Your NVIDIA RTX GPU Can Now Convert Any YouTube Video to HDR

Your RTX GPU just gained another AI-powered feature. NVIDIA is now rolling out RTX Video HDR, a technology that converts video from SDR to HDR. You can enable RTX Video HDR from the NVIDIA Control Panel after downloading the latest drivers.



We first learned about RTX Video HDR at CES 2024. It’s an impressive feature that adds some extra depth to streaming content, and to our surprise, it works on all RTX graphics cards. You can also use RTX Video HDR with Video Super Resolution, an AI technology that converts low-resolution content to 4K. Video Super Resolution requires an RTX 30-series or 40-series GPU.

You can see a demonstration of RTX Video HDR technology in the above video. Oddly, NVIDIA only uploaded this video in SDR quality. Someone at the company must have a sense of humor.

Anyway, you can only use RTX Video HDR in Google Chrome and Microsoft Edge. This technology isn’t supported in Firefox or Safari, and NVIDIA doesn’t advertise any compatibility with Chromium offshoots like Vivaldi or Brave. An HDR10-enabled monitor is also required, as you’d expect.

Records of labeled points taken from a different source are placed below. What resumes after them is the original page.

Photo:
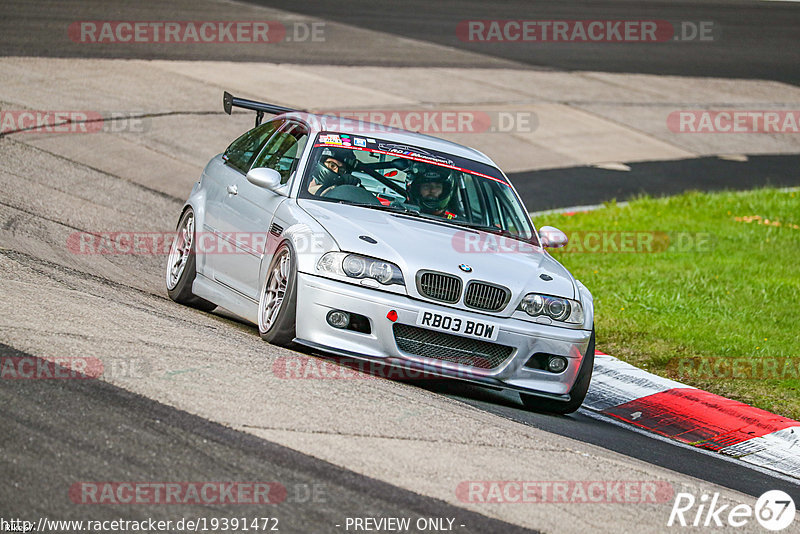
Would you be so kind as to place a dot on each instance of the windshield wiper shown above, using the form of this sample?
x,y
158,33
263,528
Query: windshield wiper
x,y
384,207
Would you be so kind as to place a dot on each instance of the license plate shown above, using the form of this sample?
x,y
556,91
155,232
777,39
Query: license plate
x,y
453,324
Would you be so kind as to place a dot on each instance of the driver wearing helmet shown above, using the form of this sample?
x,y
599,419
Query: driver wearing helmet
x,y
331,170
431,188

The RTX Video HDR system cannot be applied to the Windows operating system as a whole. It can only be used in Chrome and Edge. However, the Super Video Resolution feature is compatible with VLC, so we could see RTX Video HDR in VLC at some point. NVIDIA places both of these features under the “RTX Video” umbrella (they even share a support page). NVIDIA’s beloved DLSS system can increase the resolution or frame rate of games, but it can’t convert SDR games to HDR. For that, you’ll want to use something like Windows 11’s Auto HDR feature.

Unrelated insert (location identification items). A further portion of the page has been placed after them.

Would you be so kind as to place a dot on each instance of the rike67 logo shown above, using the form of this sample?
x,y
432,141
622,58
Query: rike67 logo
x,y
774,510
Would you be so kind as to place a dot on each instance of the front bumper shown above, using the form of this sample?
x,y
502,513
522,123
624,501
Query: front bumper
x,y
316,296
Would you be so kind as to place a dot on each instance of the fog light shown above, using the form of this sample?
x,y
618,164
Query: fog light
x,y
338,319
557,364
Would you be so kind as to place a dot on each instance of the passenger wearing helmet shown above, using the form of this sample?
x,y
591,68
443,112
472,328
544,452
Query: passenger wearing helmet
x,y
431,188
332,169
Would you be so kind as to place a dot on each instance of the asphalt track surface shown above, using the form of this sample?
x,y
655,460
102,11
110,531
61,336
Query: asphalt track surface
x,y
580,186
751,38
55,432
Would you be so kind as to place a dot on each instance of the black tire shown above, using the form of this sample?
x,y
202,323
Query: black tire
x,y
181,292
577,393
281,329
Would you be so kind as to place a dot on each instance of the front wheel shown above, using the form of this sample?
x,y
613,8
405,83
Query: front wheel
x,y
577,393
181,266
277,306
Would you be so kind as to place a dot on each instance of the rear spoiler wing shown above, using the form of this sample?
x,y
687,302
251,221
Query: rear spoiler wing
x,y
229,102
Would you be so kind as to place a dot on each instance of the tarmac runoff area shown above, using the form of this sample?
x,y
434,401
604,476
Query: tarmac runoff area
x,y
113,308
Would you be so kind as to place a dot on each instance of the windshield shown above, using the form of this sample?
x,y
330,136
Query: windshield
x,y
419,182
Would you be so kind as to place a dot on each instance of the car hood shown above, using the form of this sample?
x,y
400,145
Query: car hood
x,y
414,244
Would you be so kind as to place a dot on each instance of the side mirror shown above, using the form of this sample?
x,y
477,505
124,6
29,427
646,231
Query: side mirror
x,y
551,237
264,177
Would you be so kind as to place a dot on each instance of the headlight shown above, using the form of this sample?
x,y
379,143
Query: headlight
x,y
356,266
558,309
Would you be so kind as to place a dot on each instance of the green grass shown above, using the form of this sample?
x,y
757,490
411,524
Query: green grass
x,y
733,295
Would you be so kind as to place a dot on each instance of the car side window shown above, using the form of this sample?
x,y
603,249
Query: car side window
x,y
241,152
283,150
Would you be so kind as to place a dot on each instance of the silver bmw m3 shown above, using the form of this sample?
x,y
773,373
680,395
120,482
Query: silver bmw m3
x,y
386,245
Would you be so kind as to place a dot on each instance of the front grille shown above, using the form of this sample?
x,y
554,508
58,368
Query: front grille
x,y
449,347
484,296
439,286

Today also marks the release of NVIDIA’s GeForce RTX 4070 Ti SUPER graphics card, which retails for $799. Other GPUs in the 4000 SUPER lineup arrived on January 17th, though the RTX 4080 SUPER won’t go on sale until January 31st.

To enable the new RTX Video HDR feature, simply install the 551.23 Game Ready driver and head into the NVIDIA Control Panel’s video settings. Interestingly enough, the driver update also adds Ultra Low Latency Mode compatibility for DirectX 12 titles.